So what’s the story behind this most superior of snacks? Back in the 1850s, the chip’s equally praiseworthy cousin, the French fry, was new to America, and it was big. Not like supersize big, but like cultural-shift big. No one on this side of the Atlantic had ever had such a delicious dish, and top chefs all over the U.S. offered French fries as their crème de la crème signature dish to showcase both their culinary mastery and their up-to-the-minute trendiness.

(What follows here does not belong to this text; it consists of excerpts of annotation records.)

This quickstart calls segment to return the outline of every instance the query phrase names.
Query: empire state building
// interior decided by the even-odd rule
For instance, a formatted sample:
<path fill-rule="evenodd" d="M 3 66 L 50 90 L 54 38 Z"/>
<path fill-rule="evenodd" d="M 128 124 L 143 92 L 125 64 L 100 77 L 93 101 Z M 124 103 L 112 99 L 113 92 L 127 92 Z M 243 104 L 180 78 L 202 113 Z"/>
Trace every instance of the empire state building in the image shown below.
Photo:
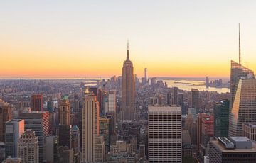
<path fill-rule="evenodd" d="M 122 120 L 134 120 L 135 118 L 134 69 L 129 55 L 127 43 L 127 59 L 124 62 L 122 74 Z"/>

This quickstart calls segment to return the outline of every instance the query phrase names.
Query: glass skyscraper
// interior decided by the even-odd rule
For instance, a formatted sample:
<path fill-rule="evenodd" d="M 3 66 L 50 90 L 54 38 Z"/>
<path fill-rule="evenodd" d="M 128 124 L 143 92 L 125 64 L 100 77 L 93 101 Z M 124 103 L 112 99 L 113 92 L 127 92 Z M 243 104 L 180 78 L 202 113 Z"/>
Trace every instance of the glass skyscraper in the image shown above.
<path fill-rule="evenodd" d="M 239 79 L 229 119 L 229 136 L 242 136 L 242 123 L 256 122 L 256 79 Z"/>
<path fill-rule="evenodd" d="M 214 105 L 214 136 L 228 137 L 229 104 L 228 99 L 220 100 Z"/>

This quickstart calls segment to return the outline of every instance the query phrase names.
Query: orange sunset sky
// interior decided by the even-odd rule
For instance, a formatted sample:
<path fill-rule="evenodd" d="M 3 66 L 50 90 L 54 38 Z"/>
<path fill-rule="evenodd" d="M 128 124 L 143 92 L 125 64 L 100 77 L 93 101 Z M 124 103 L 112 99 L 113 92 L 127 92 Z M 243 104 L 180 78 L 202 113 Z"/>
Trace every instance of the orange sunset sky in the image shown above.
<path fill-rule="evenodd" d="M 142 77 L 256 69 L 255 1 L 1 1 L 0 78 L 120 75 L 127 40 Z"/>

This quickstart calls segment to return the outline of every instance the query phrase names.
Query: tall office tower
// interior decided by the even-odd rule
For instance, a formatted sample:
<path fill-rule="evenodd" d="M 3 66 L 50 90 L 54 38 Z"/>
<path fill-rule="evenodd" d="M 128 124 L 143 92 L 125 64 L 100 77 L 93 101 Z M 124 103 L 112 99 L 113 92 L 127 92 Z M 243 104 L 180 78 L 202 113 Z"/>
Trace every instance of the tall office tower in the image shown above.
<path fill-rule="evenodd" d="M 202 119 L 202 145 L 206 147 L 211 137 L 213 137 L 213 116 L 208 115 Z"/>
<path fill-rule="evenodd" d="M 192 93 L 192 108 L 196 109 L 196 112 L 198 113 L 199 106 L 199 91 L 197 89 L 191 89 Z"/>
<path fill-rule="evenodd" d="M 18 157 L 22 162 L 39 162 L 39 147 L 35 131 L 26 130 L 18 139 Z"/>
<path fill-rule="evenodd" d="M 114 112 L 109 112 L 106 115 L 110 120 L 110 135 L 115 134 L 116 113 Z M 111 137 L 111 136 L 110 136 Z"/>
<path fill-rule="evenodd" d="M 256 79 L 241 78 L 230 111 L 229 136 L 242 136 L 242 124 L 256 122 Z"/>
<path fill-rule="evenodd" d="M 134 120 L 134 77 L 132 61 L 129 60 L 129 43 L 127 59 L 122 74 L 122 120 Z"/>
<path fill-rule="evenodd" d="M 70 125 L 70 103 L 68 96 L 61 99 L 59 105 L 59 120 L 60 125 Z"/>
<path fill-rule="evenodd" d="M 43 162 L 43 139 L 49 135 L 50 116 L 48 111 L 28 111 L 20 114 L 18 118 L 25 120 L 25 130 L 32 129 L 38 138 L 39 162 Z"/>
<path fill-rule="evenodd" d="M 181 162 L 181 108 L 149 106 L 149 162 Z"/>
<path fill-rule="evenodd" d="M 43 94 L 33 94 L 31 96 L 31 108 L 33 111 L 43 111 Z"/>
<path fill-rule="evenodd" d="M 80 131 L 78 125 L 72 127 L 72 148 L 74 150 L 74 155 L 80 152 Z"/>
<path fill-rule="evenodd" d="M 72 125 L 59 125 L 58 138 L 60 146 L 71 148 Z"/>
<path fill-rule="evenodd" d="M 115 91 L 109 91 L 108 98 L 108 112 L 116 112 L 117 108 L 117 99 Z"/>
<path fill-rule="evenodd" d="M 174 105 L 178 105 L 178 87 L 174 87 L 174 99 L 173 103 Z"/>
<path fill-rule="evenodd" d="M 99 103 L 93 94 L 85 91 L 82 108 L 82 162 L 102 162 L 99 153 L 104 151 L 99 145 Z M 104 144 L 104 141 L 102 142 Z"/>
<path fill-rule="evenodd" d="M 6 122 L 5 154 L 6 157 L 18 157 L 18 140 L 24 133 L 24 120 L 13 119 Z"/>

One of these chefs was George Crum, the head honcho at the Moon Lake House in Saratoga Springs, New York. His restaurant was a big deal, attracting celebrities of the time to dine on his “potatoes served in the French manner.” One such celebrity was business mogul and industrialist elite Cornelius Vanderbilt, who came to the Moon Lake House to get his French-fried fix. However, he sent plate after plate of Crum’s specialty back to the kitchen, not finding them crispy enough to his liking.
This made Crum lose it in a way that would have sent Gordon Ramsay scurrying to hide in the meat locker. He decided to fire back by making the thinnest, crispiest, most fried-within-an-inch-of-their-lives potatoes to show Vanderbilt who was the real boss in the Moon Lake kitchen.
Guess what? Vanderbilt LOVED them. He loved them so much, he ordered more. As other folks heard of these “Saratoga chips,” they began ordering their potatoes cut super-thin and super-fried as well. They were a sensation, and Crum’s revenge turned out to be even bigger and better than he imagined, as he had, in his spite, started a whole new snack craze.
So as we reap the addictive, delicious benefits of the ingenious innovators who elevate the common chip to crafty new heights, we should always remember: Behind every crumb, there’s Crum. Crum and his delicious revenge. Crunch on.